Silva enfatizou que a capacidade de atender a essas demandas está intrinsecamente ligada à democracia, e não a modelos autoritários de governo. Ele explicou que regimes autoritários tendem a privilegiar grupos políticos e econômicos específicos, ao mesmo tempo em que reprimem a liberdade de expressão e outras formas de manifestação de oposição.

 

É a democracia que permite você olhar para essas demandas [por direitos] e, como sociedade, buscar atendê-las.

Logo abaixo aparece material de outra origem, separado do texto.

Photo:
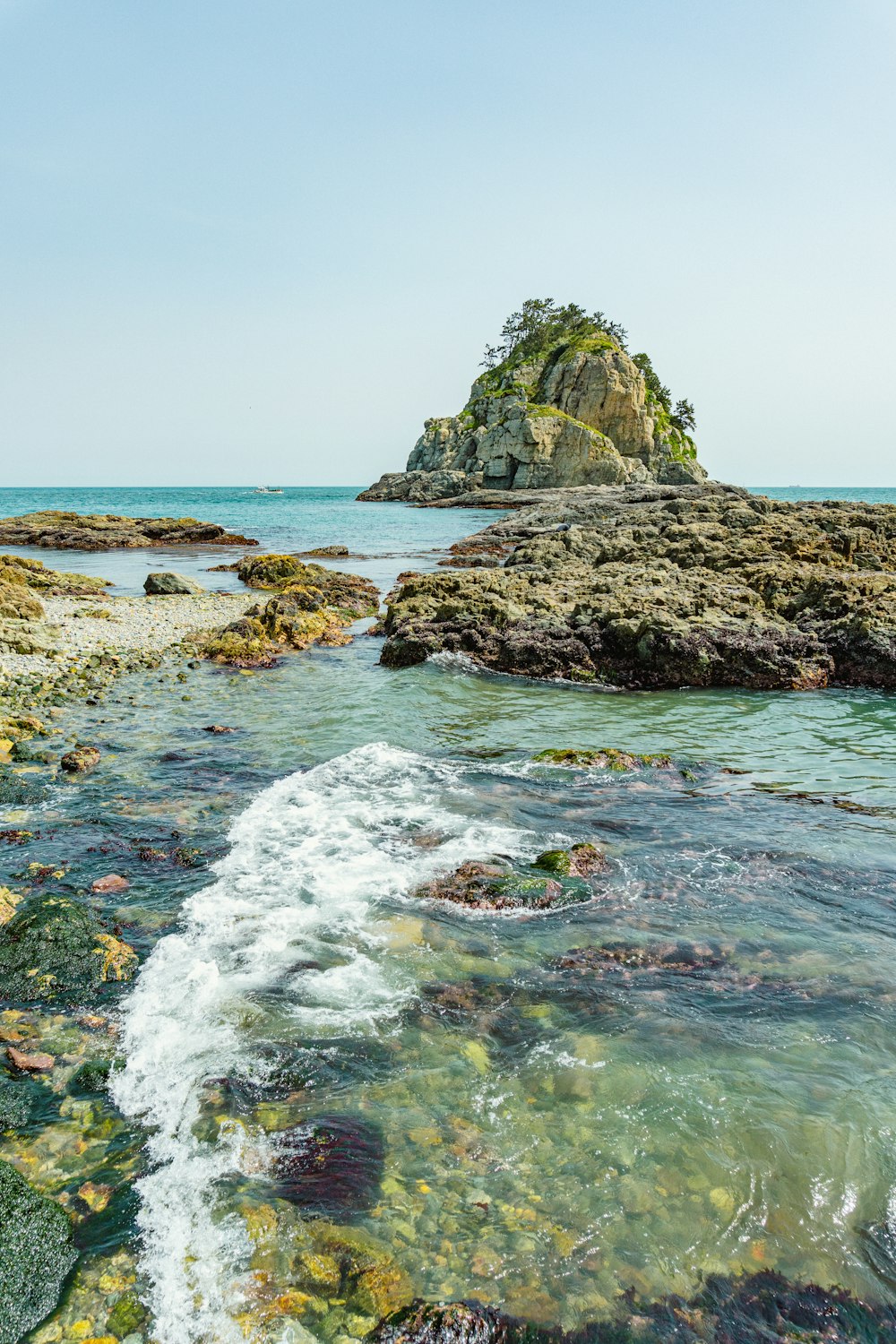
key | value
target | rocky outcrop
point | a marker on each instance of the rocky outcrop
(167, 582)
(37, 1253)
(665, 586)
(582, 413)
(112, 531)
(311, 605)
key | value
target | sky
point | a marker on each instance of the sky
(260, 242)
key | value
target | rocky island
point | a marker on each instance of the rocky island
(621, 564)
(64, 531)
(560, 403)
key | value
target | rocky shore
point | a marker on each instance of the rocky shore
(664, 586)
(62, 531)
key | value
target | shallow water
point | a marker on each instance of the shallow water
(551, 1134)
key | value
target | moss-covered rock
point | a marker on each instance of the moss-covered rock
(64, 530)
(58, 951)
(35, 1255)
(269, 572)
(81, 758)
(650, 588)
(311, 605)
(126, 1316)
(498, 886)
(605, 758)
(582, 860)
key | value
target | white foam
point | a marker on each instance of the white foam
(309, 859)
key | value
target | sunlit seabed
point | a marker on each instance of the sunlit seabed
(548, 1137)
(554, 1139)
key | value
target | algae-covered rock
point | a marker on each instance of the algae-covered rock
(112, 531)
(269, 572)
(498, 886)
(331, 1166)
(603, 758)
(311, 605)
(763, 1308)
(56, 949)
(81, 758)
(164, 582)
(126, 1316)
(664, 586)
(582, 860)
(35, 1255)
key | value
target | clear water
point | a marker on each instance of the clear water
(389, 537)
(549, 1137)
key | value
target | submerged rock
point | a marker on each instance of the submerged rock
(311, 605)
(35, 1255)
(81, 760)
(332, 1166)
(582, 860)
(497, 886)
(167, 582)
(56, 949)
(603, 758)
(751, 1309)
(621, 956)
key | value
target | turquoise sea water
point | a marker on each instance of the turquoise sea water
(551, 1134)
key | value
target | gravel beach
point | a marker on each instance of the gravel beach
(134, 625)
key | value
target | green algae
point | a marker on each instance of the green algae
(56, 949)
(37, 1254)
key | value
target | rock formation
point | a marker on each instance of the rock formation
(565, 406)
(664, 586)
(112, 531)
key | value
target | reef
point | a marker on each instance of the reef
(312, 605)
(554, 879)
(562, 402)
(58, 951)
(665, 586)
(751, 1309)
(65, 531)
(37, 1253)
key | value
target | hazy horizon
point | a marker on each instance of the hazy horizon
(263, 244)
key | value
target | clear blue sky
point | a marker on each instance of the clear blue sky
(263, 241)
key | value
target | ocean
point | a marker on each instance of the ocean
(718, 1098)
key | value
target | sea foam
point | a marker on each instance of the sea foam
(309, 859)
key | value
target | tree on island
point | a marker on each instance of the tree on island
(541, 324)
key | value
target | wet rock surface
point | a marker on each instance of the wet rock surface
(56, 949)
(753, 1309)
(311, 605)
(651, 588)
(112, 531)
(35, 1254)
(164, 582)
(552, 881)
(332, 1166)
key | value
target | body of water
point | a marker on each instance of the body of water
(694, 1072)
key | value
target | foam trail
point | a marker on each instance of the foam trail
(308, 860)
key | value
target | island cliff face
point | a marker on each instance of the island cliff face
(579, 411)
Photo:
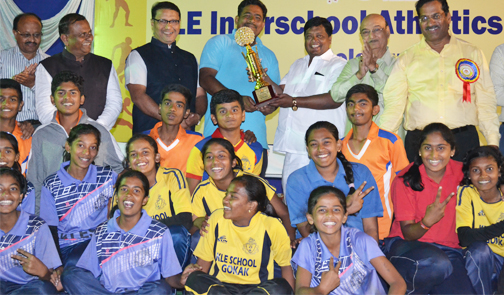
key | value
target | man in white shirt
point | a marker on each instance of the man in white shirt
(19, 63)
(306, 98)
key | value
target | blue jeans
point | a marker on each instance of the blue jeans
(32, 287)
(181, 243)
(429, 268)
(77, 280)
(70, 255)
(483, 267)
(203, 283)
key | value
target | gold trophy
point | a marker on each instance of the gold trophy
(263, 92)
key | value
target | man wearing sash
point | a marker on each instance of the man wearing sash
(441, 79)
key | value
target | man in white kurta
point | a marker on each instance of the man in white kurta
(306, 99)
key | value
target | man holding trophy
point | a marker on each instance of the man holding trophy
(220, 68)
(304, 96)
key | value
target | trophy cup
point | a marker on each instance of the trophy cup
(263, 92)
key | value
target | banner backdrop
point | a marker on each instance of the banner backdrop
(122, 25)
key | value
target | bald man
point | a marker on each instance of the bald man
(373, 67)
(19, 63)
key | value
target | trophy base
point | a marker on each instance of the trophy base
(264, 95)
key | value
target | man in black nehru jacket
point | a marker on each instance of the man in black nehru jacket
(101, 88)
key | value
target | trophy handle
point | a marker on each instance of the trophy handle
(255, 67)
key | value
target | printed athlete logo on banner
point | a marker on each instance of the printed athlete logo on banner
(467, 71)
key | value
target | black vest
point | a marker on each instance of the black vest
(164, 66)
(94, 69)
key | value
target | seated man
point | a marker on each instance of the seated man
(104, 99)
(49, 140)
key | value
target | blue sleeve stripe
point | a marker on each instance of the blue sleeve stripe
(388, 135)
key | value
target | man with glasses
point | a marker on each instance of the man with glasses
(441, 79)
(154, 65)
(19, 63)
(373, 67)
(103, 96)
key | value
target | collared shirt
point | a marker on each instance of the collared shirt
(425, 88)
(24, 146)
(411, 205)
(497, 74)
(384, 154)
(357, 274)
(307, 80)
(13, 62)
(302, 181)
(207, 197)
(48, 144)
(125, 261)
(155, 65)
(249, 154)
(31, 234)
(347, 79)
(101, 86)
(224, 55)
(474, 212)
(77, 207)
(244, 254)
(176, 154)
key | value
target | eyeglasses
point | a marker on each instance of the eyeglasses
(85, 35)
(164, 22)
(27, 35)
(366, 32)
(435, 17)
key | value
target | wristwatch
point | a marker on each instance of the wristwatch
(294, 104)
(376, 69)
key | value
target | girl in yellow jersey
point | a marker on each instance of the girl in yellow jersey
(480, 217)
(222, 166)
(236, 255)
(169, 198)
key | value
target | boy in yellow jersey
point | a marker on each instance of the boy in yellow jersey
(228, 112)
(169, 182)
(381, 151)
(207, 197)
(174, 142)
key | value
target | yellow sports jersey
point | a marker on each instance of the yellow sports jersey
(169, 196)
(207, 197)
(244, 255)
(473, 212)
(249, 154)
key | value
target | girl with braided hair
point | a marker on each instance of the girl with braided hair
(328, 166)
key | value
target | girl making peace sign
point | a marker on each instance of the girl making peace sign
(423, 245)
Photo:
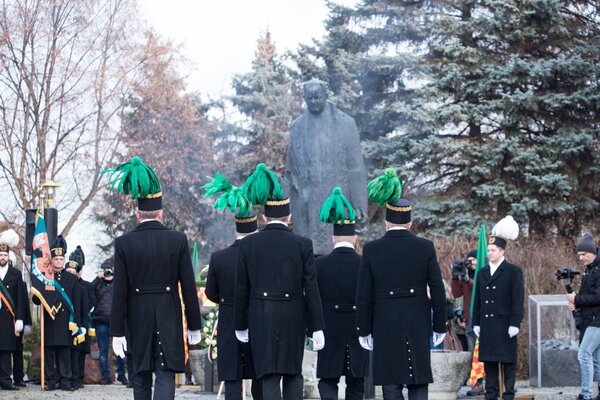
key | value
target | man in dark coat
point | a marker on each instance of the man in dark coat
(234, 361)
(151, 263)
(393, 311)
(497, 315)
(337, 275)
(12, 313)
(276, 300)
(60, 331)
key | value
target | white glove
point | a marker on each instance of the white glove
(242, 335)
(438, 338)
(18, 326)
(120, 346)
(318, 340)
(366, 342)
(194, 337)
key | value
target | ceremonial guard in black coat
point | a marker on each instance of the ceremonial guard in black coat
(394, 314)
(151, 263)
(337, 275)
(61, 331)
(498, 311)
(276, 295)
(12, 308)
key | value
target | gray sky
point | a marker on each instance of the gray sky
(219, 37)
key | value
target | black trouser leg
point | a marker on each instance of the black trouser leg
(142, 385)
(392, 392)
(270, 387)
(417, 392)
(492, 386)
(5, 369)
(293, 386)
(510, 373)
(233, 390)
(328, 388)
(18, 371)
(63, 366)
(355, 388)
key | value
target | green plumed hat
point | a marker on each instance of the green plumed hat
(262, 185)
(138, 180)
(386, 188)
(338, 210)
(231, 197)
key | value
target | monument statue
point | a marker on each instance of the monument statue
(323, 152)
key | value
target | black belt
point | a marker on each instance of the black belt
(154, 289)
(340, 307)
(400, 292)
(268, 294)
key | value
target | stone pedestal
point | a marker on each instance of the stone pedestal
(450, 370)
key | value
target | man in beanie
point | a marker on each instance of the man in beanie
(393, 311)
(151, 263)
(588, 301)
(498, 312)
(276, 295)
(234, 361)
(60, 331)
(12, 308)
(337, 275)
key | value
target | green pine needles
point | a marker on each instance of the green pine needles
(231, 197)
(386, 188)
(135, 178)
(336, 209)
(262, 185)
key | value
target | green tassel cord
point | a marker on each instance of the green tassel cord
(336, 209)
(231, 197)
(135, 178)
(386, 188)
(262, 185)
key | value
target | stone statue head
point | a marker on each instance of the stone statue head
(315, 96)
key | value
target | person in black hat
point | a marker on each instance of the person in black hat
(62, 329)
(12, 308)
(151, 263)
(234, 361)
(86, 299)
(337, 275)
(498, 311)
(276, 294)
(588, 301)
(393, 311)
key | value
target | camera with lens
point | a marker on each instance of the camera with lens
(459, 313)
(566, 273)
(459, 268)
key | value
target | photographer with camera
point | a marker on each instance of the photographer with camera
(103, 290)
(588, 301)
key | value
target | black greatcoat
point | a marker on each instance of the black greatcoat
(499, 303)
(87, 302)
(337, 275)
(56, 331)
(235, 360)
(277, 298)
(150, 262)
(393, 306)
(14, 285)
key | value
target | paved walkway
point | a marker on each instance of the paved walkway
(118, 392)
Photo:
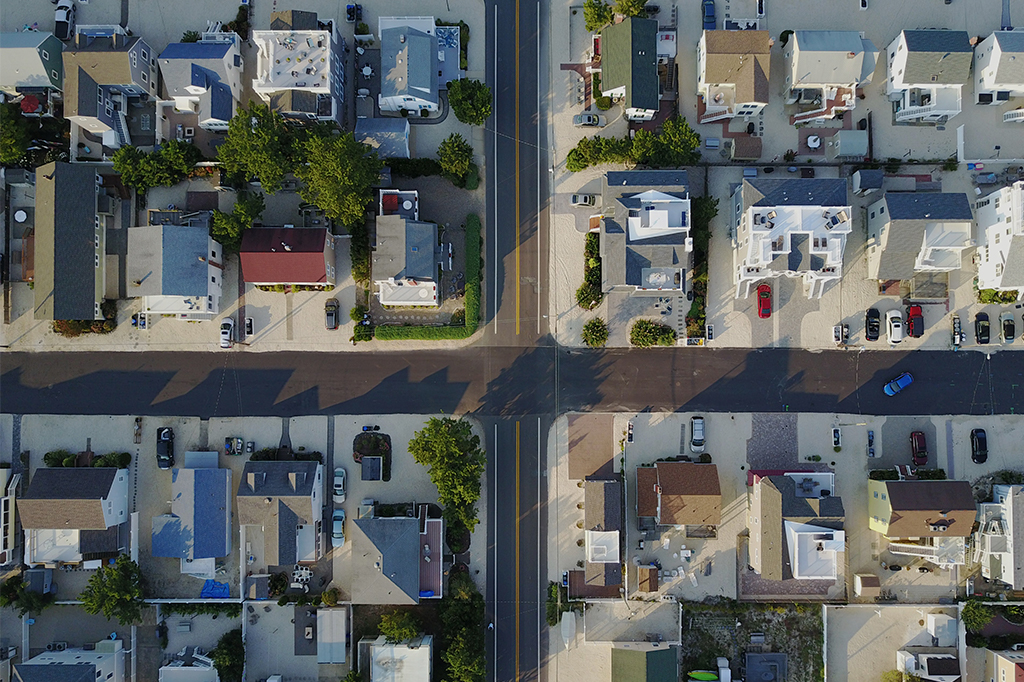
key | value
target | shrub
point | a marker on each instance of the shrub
(595, 333)
(645, 333)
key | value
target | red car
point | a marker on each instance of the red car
(919, 450)
(764, 301)
(914, 322)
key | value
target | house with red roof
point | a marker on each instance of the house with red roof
(288, 256)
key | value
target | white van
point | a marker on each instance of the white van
(696, 434)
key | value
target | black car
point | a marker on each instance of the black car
(981, 328)
(165, 448)
(979, 446)
(872, 325)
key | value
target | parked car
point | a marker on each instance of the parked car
(1007, 328)
(979, 446)
(919, 449)
(696, 434)
(588, 121)
(872, 325)
(914, 322)
(338, 527)
(226, 332)
(339, 485)
(981, 334)
(708, 14)
(894, 327)
(331, 313)
(898, 384)
(165, 448)
(764, 301)
(64, 20)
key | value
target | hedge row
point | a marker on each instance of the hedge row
(395, 333)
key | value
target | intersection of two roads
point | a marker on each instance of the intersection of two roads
(515, 380)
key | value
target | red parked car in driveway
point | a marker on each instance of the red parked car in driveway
(764, 301)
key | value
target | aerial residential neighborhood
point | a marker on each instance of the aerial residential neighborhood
(485, 340)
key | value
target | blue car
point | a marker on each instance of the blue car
(898, 384)
(708, 9)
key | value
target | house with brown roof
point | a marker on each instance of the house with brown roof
(924, 518)
(281, 509)
(290, 256)
(796, 526)
(732, 73)
(74, 515)
(678, 494)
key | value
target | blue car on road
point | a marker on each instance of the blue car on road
(898, 384)
(708, 10)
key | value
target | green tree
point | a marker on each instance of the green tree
(976, 614)
(226, 228)
(14, 593)
(229, 656)
(645, 333)
(339, 174)
(631, 7)
(470, 100)
(258, 144)
(14, 135)
(116, 592)
(455, 156)
(595, 333)
(678, 144)
(596, 14)
(399, 626)
(453, 455)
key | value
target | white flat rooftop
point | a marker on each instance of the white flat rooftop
(293, 60)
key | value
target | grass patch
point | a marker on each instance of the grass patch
(472, 299)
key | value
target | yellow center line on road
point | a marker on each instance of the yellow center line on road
(517, 547)
(517, 173)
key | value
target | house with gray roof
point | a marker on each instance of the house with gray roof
(107, 74)
(927, 71)
(281, 507)
(396, 559)
(1000, 239)
(796, 527)
(629, 67)
(1000, 536)
(409, 68)
(300, 67)
(72, 515)
(32, 71)
(102, 661)
(998, 68)
(69, 242)
(202, 88)
(198, 528)
(793, 227)
(823, 71)
(177, 269)
(645, 243)
(404, 261)
(910, 232)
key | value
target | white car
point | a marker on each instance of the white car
(226, 332)
(339, 485)
(894, 327)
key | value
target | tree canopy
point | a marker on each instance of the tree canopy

Paulo Renato da Silva é reconhecido como um dos principais pesquisadores da ditadura no Paraguai, período em que o regime autoritário recebeu apoio do Brasil por meio de articulações como a Operação Condor, detalhe que é abordado no documentário paraguaio.

 

Fragilidade democrática como tema persistente

 

A professora de cinema da Universidade Federal Fluminense (UFF), Marina Tedesco, que se dedica ao estudo da cinematografia latino-americana, acrescenta que a vulnerabilidade das democracias na América Latina representa uma “pauta não resolvida”.

 

Ela observou que, ainda hoje, líderes políticos e figuras importantes na região manifestam apoio a regimes militares ou minimizam a gravidade de suas ações, tanto em relação às violações de direitos humanos quanto aos casos de corrupção. Como exemplo, Tedesco mencionou a reverência feita pelo ex-presidente Jair Bolsonaro ao presidente Alfredo Stroessner, retratado no filme de Juanjo Pereira. Stroessner liderou um regime corrupto e brutal no Paraguai, responsável pela prisão e tortura de mais de 20 mil pessoas.

 

Segundo a professora Tedesco, o cinema sempre teve a democracia como um tema central, abordado inicialmente de forma clandestina e, posteriormente, no exílio, por indivíduos perseguidos politicamente.

 

Pelo fato de a discussão incomodar, ainda vemos governos autoritários na América Latina atacando tanto o cinema ─ uma instância onde esses temas ainda são tratados.

Vale lembrar que, no ano de 2025, o filme Ainda Estou Aqui, que narra a ditadura brasileira sob a ótica da família do ex-deputado Rubens Paiva, foi o grande vencedor do Prêmio Platino.